Summary: This book chapter examines how foreign representatives and their access to the Indian insolvency ecosystem may be regulated under the proposed cross-border insolvency framework and how this may affect developments in cross-border insolvency law in India.

In 2018, the Report of the Insolvency Law Committee on Cross-Border Insolvency (“ILC Report, 2018”) proposed a draft cross-border insolvency framework (“Part Z”) to be inserted in the Insolvency and Bankruptcy Code, 2016 (“Code”). This was followed by the Report of the Cross Border Insolvency Rules/Regulations Committee. Collectively, these reports have proposed a framework for access, recognition, relief, cooperation and coordination in cross-border insolvency proceedings. 

As India prepares to adopt the proposed framework in the near future, as Part Z or otherwise, the insolvency ecosystem will broaden to include a new class of professionals – ‘foreign representatives’. Upon its enactment, the proposed framework will rely heavily on foreign representatives for its operationalisation. Foreign representatives will be responsible for approaching National Company Law Tribunals, seeking recognition and appropriate reliefs for foreign insolvency proceedings, and requesting cooperation.
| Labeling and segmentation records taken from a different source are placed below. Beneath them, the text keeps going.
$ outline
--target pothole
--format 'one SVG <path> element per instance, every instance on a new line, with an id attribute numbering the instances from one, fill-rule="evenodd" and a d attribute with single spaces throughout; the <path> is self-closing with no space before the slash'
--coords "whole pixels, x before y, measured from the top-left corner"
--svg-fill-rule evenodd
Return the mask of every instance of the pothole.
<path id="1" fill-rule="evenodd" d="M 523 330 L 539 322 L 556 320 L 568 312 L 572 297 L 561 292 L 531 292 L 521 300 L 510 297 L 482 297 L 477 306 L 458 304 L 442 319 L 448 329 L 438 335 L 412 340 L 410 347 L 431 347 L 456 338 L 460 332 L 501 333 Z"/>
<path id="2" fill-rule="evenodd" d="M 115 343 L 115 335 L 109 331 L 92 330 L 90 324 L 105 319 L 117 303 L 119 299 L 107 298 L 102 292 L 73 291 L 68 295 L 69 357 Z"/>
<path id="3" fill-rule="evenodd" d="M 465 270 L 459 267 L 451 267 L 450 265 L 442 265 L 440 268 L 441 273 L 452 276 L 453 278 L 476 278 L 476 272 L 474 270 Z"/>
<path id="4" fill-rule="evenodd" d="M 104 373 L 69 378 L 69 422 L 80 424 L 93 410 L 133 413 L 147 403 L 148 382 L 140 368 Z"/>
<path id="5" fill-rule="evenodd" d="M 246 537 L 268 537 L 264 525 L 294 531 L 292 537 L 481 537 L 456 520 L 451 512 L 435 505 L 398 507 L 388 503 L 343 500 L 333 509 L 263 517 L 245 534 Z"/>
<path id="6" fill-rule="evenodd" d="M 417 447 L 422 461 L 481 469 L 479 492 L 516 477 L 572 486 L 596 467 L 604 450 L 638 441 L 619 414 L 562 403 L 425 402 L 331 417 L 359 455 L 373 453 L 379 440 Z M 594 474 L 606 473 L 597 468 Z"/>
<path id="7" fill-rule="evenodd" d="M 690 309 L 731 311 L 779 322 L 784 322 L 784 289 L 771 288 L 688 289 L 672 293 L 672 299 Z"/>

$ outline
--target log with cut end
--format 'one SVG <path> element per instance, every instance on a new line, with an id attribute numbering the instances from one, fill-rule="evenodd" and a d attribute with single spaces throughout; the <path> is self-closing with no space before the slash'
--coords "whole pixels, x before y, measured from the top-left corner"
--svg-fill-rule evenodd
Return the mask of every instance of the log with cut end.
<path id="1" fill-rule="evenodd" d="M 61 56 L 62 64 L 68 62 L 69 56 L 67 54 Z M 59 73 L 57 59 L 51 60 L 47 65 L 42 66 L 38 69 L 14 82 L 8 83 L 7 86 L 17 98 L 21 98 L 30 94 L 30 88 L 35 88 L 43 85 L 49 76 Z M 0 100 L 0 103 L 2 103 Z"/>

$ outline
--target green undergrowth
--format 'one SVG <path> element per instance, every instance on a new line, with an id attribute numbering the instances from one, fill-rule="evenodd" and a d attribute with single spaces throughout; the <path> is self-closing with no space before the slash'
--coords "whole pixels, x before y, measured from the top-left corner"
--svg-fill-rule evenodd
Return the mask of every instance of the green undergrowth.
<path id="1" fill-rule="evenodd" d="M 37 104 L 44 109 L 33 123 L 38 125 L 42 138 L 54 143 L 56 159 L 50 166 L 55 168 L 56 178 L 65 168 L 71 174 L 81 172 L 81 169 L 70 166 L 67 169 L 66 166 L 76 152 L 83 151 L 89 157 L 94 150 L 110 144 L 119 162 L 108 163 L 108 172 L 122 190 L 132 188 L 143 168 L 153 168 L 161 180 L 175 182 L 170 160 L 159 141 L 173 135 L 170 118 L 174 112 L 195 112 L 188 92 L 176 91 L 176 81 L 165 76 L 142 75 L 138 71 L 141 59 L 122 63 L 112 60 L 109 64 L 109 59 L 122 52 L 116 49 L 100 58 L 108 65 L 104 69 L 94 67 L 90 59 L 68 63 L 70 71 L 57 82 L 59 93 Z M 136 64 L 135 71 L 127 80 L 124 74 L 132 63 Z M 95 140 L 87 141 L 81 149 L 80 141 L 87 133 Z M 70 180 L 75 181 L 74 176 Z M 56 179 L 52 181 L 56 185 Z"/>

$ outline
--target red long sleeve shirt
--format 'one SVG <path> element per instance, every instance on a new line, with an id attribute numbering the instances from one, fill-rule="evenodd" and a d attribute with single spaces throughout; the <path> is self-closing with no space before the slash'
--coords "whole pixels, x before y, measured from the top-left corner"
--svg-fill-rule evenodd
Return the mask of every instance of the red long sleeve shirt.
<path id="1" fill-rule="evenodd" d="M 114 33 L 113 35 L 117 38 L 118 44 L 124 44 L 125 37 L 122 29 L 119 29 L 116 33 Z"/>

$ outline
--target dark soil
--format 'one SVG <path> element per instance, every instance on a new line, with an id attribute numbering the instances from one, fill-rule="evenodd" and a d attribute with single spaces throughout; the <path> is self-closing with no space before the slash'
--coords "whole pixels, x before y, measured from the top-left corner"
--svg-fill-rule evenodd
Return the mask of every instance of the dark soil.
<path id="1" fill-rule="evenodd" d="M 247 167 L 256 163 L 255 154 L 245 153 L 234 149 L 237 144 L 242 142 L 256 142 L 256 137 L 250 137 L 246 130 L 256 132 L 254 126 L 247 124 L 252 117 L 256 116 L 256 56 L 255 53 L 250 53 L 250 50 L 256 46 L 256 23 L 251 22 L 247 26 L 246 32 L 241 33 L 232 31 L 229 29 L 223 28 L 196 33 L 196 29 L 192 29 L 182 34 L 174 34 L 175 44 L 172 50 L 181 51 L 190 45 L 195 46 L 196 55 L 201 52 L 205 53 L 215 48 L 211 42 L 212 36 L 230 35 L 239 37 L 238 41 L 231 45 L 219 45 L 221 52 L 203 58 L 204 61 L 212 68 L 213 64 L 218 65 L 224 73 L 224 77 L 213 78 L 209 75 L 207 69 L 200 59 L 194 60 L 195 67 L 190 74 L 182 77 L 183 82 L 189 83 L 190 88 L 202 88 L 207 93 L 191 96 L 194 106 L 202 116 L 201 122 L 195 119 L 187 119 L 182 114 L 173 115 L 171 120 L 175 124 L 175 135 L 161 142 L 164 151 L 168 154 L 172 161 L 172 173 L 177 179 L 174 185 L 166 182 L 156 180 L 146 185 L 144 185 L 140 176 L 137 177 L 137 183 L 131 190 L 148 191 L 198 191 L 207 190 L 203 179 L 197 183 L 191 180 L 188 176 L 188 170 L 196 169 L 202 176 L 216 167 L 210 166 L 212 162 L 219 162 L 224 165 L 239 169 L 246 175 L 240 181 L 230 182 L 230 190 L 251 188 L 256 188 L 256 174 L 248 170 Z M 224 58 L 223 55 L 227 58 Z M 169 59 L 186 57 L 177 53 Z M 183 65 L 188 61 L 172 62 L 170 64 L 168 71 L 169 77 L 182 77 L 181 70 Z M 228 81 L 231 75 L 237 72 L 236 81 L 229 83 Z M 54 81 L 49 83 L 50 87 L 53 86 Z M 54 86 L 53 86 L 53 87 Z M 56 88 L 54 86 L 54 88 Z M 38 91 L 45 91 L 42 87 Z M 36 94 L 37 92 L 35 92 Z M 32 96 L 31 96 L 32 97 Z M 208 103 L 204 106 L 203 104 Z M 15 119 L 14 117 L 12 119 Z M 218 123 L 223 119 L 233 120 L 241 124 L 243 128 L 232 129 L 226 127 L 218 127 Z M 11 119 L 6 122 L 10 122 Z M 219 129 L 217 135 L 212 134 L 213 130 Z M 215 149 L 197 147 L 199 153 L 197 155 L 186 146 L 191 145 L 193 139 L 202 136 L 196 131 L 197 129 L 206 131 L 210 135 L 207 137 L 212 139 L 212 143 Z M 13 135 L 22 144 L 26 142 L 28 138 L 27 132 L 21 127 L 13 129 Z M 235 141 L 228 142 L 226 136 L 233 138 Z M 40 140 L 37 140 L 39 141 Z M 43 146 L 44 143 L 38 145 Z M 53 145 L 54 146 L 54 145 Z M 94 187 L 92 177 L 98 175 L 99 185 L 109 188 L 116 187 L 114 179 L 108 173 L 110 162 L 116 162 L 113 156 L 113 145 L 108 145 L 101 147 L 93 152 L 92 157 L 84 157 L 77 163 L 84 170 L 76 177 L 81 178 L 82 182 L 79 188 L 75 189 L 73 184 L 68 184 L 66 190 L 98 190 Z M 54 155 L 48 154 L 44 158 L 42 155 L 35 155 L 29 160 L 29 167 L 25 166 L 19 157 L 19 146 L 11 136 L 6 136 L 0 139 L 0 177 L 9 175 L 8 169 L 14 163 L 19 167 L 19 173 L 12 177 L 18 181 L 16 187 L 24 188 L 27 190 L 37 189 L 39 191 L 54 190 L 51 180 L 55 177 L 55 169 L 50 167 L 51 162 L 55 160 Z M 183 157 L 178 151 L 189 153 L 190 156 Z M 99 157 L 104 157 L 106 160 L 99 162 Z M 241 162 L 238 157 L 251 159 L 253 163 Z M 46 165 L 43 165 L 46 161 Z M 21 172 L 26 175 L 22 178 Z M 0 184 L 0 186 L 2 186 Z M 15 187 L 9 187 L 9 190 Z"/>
Given the diversity in treatment and roles of foreign representatives across jurisdictions and India’s relatively limited experience with foreign professionals in other Indian statutes, the introduction of foreign representatives may throw up implementational challenges. 

This book chapter, in IBBI’s Annual Publication for 2022: ‘IBC: Idea, Impressions and Implementation’ released at its Sixth Annual Day, examines the manner in which foreign representatives and their access to the Indian insolvency ecosystem may be regulated under the proposed framework by anticipating some implementational challenges. It also studies the manner in which the treatment of foreign representatives, given their pivotal functions, may affect the development of cross-border insolvency law in India.